My initial thought was that this whole thread may be irrelevant - anybody 
wanting to run such a database is likely to use a specialised filesystem 
optimised for it.  But then I realised that for a database admin the integrity 
checking and other benefits of ZFS would be very tempting, but only if ZFS can 
guarantee equivalent performance to other filesystems.

So, let me see if I understand this right:

- Louwtjie is concerned that ZFS will fragment databases, potentially leading 
to read performance issues for some databases.

- Nathan appears to have suggested a good workaround.  Could ZFS be updated to 
have a 'contiguous' setting where blocks are kept together.  This sacrifices 
write performance for read.

- Richard isn't convinced there's a problem as he's not seen any data 
supporting this.  I can see his point, but I don't agree that this is a non 
starter.  For certain situations it could be very useful, and balancing read 
and write performance is an integral part in the choice of storage 
configuration.

- Bill seems to understand the issue, and added some useful background 
(although in an entertaining but rather condascending way).

Richard then went into a little more detail.  I think he's pointing out here 
that while contiguous data is fastest if you consider a single disk, is not 
necessarily the fastest approach when your data is spread across multiple 
disks.  Instead he feels a 'diverse stochastic spread' is needed.  I guess that 
means you want the data spread so all the disks can be used in parallel.

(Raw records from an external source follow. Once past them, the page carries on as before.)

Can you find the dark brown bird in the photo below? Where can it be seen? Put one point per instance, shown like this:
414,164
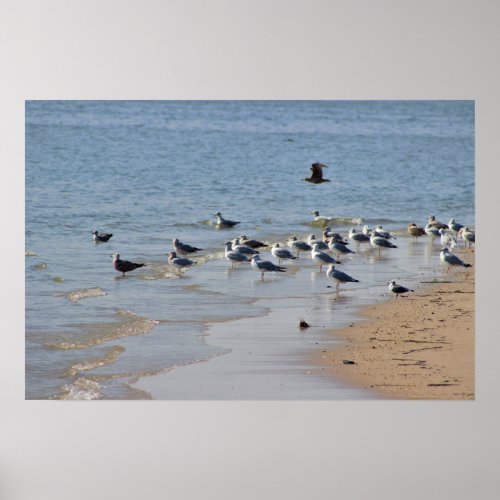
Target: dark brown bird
100,237
124,266
317,174
415,230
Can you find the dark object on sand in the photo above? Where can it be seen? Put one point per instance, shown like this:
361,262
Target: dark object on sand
303,324
317,174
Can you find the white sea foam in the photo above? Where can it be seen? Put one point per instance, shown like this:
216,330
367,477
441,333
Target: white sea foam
85,293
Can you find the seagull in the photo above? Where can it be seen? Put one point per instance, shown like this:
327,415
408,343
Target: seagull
179,262
415,230
338,247
379,231
321,244
358,237
245,249
452,260
339,276
265,266
300,246
454,226
380,242
124,266
433,222
317,174
468,236
398,289
281,253
233,256
251,243
322,257
328,234
221,222
432,231
183,249
321,218
367,231
101,237
447,239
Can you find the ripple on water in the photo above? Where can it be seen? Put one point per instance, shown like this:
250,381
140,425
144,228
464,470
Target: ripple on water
83,293
129,324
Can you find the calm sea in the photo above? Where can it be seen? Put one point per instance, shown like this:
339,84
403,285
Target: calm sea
150,171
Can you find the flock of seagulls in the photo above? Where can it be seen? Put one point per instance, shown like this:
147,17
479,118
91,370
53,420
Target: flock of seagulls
243,250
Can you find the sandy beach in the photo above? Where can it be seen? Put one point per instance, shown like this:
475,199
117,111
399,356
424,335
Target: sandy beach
415,347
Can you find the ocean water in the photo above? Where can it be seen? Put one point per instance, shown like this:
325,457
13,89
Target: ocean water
151,171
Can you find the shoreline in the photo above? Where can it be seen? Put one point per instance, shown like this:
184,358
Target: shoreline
416,347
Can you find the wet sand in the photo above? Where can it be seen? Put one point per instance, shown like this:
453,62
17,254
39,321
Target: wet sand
417,347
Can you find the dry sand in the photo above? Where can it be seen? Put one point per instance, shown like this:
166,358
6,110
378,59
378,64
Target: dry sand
415,347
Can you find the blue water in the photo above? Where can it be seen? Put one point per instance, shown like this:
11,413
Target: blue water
150,171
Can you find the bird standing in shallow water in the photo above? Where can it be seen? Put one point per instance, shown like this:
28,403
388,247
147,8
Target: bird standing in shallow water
281,253
100,238
184,249
452,260
265,266
179,262
398,289
339,276
317,174
415,230
380,242
221,222
124,266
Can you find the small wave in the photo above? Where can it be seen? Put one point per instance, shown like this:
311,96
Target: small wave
90,364
189,224
82,389
337,221
380,221
131,325
84,293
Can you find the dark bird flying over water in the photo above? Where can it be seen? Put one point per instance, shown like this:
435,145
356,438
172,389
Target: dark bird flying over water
317,174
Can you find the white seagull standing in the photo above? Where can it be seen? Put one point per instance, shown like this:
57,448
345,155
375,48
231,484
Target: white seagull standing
265,266
321,257
358,237
321,244
234,257
454,226
452,260
468,236
281,253
339,276
184,249
245,249
300,246
379,231
339,248
432,231
380,242
447,239
179,262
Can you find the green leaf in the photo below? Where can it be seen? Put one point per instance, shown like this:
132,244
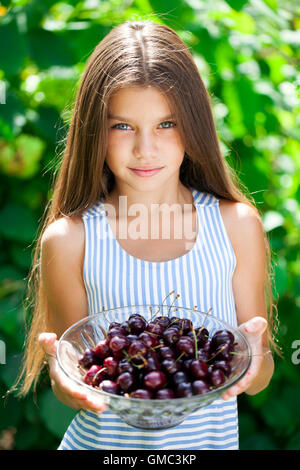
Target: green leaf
17,222
237,4
22,157
12,57
48,49
55,415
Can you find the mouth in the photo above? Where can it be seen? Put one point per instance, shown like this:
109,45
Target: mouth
144,172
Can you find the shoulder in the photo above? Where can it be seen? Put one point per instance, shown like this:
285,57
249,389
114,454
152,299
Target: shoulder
63,230
243,224
64,236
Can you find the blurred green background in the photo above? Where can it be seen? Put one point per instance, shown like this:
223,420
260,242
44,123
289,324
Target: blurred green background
248,55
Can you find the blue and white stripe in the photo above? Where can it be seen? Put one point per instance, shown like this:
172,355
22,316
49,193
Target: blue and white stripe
203,278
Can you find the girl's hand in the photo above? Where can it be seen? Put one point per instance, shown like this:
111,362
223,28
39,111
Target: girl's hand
253,330
63,388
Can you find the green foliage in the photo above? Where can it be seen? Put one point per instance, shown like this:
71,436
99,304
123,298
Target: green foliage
248,54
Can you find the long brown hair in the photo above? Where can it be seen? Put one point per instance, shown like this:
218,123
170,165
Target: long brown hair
132,54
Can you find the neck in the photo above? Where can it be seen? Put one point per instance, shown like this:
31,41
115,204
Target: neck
120,198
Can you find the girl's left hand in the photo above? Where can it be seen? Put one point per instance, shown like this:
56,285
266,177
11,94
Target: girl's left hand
253,330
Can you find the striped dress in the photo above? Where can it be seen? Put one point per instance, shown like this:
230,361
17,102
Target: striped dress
203,278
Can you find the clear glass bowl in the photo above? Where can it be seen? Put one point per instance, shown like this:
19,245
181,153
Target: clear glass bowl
141,413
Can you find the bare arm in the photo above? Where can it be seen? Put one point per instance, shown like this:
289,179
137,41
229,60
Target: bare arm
62,255
245,230
61,273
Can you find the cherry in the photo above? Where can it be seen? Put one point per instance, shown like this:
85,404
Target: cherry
137,324
171,366
165,394
110,386
88,358
152,361
102,348
186,345
224,366
155,327
137,350
221,337
155,380
141,393
224,352
217,377
199,387
171,336
166,352
184,389
90,374
164,321
150,339
99,377
180,376
163,358
118,343
116,331
126,381
198,368
111,365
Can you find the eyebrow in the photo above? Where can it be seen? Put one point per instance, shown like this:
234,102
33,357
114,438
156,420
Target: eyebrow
120,118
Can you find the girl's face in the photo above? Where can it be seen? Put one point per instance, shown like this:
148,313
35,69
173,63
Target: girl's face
145,149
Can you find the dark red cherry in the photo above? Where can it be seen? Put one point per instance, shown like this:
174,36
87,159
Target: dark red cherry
88,359
99,377
142,393
184,389
166,352
136,324
137,350
180,376
186,345
199,387
165,394
155,380
110,386
198,368
90,374
126,381
150,339
171,366
125,366
171,336
224,352
116,331
118,343
152,361
154,327
102,348
111,365
221,337
224,366
217,377
164,321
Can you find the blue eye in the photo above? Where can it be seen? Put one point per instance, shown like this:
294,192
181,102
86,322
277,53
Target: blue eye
123,128
169,124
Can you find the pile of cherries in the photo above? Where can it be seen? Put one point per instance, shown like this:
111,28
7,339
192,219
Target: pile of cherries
161,358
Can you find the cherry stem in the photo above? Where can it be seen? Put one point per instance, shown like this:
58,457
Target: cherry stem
196,344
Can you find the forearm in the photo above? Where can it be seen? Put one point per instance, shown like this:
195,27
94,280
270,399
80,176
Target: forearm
264,375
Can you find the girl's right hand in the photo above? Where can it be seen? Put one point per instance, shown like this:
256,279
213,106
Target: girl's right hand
63,388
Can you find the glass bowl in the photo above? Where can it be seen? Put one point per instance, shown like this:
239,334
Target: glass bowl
147,413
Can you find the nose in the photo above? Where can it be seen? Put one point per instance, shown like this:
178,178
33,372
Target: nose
145,145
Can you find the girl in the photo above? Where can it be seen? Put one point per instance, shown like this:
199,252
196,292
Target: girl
143,132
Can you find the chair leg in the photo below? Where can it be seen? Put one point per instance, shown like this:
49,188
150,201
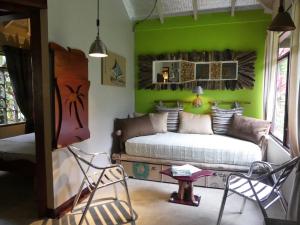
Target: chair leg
87,205
116,192
128,199
243,206
222,206
283,204
78,195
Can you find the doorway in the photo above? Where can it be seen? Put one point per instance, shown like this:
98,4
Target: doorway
36,11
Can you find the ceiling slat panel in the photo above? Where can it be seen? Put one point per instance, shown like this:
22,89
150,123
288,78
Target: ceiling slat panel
139,9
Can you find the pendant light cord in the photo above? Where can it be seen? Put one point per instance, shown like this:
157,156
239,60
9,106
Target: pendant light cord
98,21
147,17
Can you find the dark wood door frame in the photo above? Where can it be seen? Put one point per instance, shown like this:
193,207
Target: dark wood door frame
36,9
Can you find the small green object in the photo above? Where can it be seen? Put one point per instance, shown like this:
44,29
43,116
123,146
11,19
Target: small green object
140,170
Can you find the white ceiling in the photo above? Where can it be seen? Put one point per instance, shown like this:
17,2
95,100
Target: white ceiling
139,9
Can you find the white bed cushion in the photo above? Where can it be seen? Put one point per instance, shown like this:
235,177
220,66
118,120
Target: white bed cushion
214,149
18,147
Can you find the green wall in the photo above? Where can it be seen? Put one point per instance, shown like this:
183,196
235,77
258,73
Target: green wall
215,31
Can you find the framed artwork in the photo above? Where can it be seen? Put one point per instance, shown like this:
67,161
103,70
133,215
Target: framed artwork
212,70
71,92
114,70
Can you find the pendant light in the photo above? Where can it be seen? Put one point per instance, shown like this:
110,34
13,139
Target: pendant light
282,21
98,48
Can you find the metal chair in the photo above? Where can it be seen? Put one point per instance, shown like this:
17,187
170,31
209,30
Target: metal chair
96,177
256,188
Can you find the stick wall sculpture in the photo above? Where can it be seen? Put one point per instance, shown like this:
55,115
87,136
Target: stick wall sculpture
213,70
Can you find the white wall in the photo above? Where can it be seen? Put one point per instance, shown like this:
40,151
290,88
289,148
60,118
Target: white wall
73,23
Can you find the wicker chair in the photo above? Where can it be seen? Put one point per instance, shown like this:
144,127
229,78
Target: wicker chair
97,177
256,188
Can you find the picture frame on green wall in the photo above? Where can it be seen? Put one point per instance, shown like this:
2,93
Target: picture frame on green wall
213,70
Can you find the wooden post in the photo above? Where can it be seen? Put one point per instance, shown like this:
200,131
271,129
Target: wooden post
42,109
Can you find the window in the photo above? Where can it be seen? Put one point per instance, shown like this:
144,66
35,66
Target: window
9,110
280,119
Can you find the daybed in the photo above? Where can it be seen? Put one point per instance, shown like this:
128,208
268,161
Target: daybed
144,156
17,154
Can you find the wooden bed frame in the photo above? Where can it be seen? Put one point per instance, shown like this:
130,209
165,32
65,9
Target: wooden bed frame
24,167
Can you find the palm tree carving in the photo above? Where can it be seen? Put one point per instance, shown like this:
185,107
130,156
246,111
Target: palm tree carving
73,100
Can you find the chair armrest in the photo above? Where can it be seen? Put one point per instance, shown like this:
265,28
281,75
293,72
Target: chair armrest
258,163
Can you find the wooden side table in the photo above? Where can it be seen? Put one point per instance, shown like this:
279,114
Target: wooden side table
185,194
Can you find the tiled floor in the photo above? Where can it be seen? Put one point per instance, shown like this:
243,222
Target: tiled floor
149,200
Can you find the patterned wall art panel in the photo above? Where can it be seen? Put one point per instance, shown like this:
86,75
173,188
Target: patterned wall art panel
213,70
70,70
114,70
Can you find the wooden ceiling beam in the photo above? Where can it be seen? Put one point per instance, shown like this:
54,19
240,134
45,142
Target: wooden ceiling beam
7,24
12,16
233,3
267,5
160,11
195,9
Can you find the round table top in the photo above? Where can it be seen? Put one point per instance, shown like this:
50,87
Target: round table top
192,178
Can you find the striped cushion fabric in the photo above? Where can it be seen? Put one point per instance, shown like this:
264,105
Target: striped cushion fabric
222,118
173,116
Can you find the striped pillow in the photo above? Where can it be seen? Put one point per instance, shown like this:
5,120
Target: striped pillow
173,116
222,118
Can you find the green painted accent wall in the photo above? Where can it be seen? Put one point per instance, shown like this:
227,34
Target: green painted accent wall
215,31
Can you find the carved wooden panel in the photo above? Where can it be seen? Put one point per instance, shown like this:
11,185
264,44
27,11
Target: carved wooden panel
70,68
226,70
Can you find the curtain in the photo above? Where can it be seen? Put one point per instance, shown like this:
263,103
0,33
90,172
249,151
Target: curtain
270,74
294,205
20,71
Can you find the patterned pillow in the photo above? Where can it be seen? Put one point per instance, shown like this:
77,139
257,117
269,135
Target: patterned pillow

I think I'm now seeing why Richard is asking for real data.  I think he 
believes that ZFS may already be faster or equal to a standard contiguous 
filesystem in this scenario.  Richard seems to be using a random or statistical 
approach to this:  If data is saved randomly, you're likely to be using all 
disks when reading data.

I do see the point, and yes, data would be useful, but I think I agree with 
Bill on this.  For reading data, while random locations are likely to be fast 
in terms of using multiple disks, that data is also likely to be spread and so 
is almost certain to result in more disk seeks.  Whereas if you have contiguous 
data you can guarantee that it will be striped across the maximum possible 
number of disks, with the minimum number of seeks.  As a database admin I would 
take guaranteed performance over probable performance any day of the week.  
Especially if I can be sure that performance will be consistent and will not 
degrade as the database ages.

One point that I haven't seen raised yet:  I believe most databases will have 
had years of tuning based around the assumption that their data is saved 
contigously on disk.  They will be optimising their disk access based on that 
and this is not something we should ignore.

Yes, until we have data to demonstrate the problem it's just theoretical.  
However that may be hard to obtain and in the meantime I think the theory is 
sound, and the solution easy enough that it is worth tackling.

I definately don't think defragmentation is the solution (although that is 
needed in ZFS for other scenarios).  If your database is under enough read 
strain to need the fix suggested here, your disks definately do not have the 
time needed to scan and defrag the entire system.

It would seem to me that Nathan's suggestion right at the start of the thread 
is the way to go.  It guarantees read performance for the database, and would 
seem to be relatively easy to implement at the zpool level.  Yes it adds 
considerable overhead to writes, but that is a decision database administrators 
can make given the expected load.  

If I'm understanding Nathan right, saving a block of data would mean:
 - Reading the original block (may be cached if we're lucky)
 - Saving that block to a new location
 - Saving the new data to the original location

So you've got a 2-3x slowdown in write performance, but you guarantee read 
performance will at least match existing filesystems (with ZFS caching, it may 
exceed it).  ZFS then works much better with all the existing optimisations 
done within the database software, and you still keep all the benefits of ZFS - 
full data integrity, snapshots, clones, etc...

For many database admins, I think that would be an option they would like to 
have.

Taking it a stage further, I wonder if this would work well with the 
prioritized write feature request (caching writes to a solid state disk)?  
http://www.genunix.org/wiki/index.php/OpenSolaris_Storage_Developer_Wish_List

That could potentially mean there's very little slowdown:
 - Read the original block
 - Save that to solid state disk
 - Write the the new block in the original location
 - Periodically stream writes from the solid state disk to the main storage

In theory there's no need for the drive head to move at all between the read 
and the write, so this should only be fractionally slower than traditional ZFS 
writes.  Yes the data needs to be flushed from the solid state store from time 
to time, but those writes can be batched together for improved performance and 
streamed to contiguous free space on the disk.

That would appear to then give you the best of both worlds.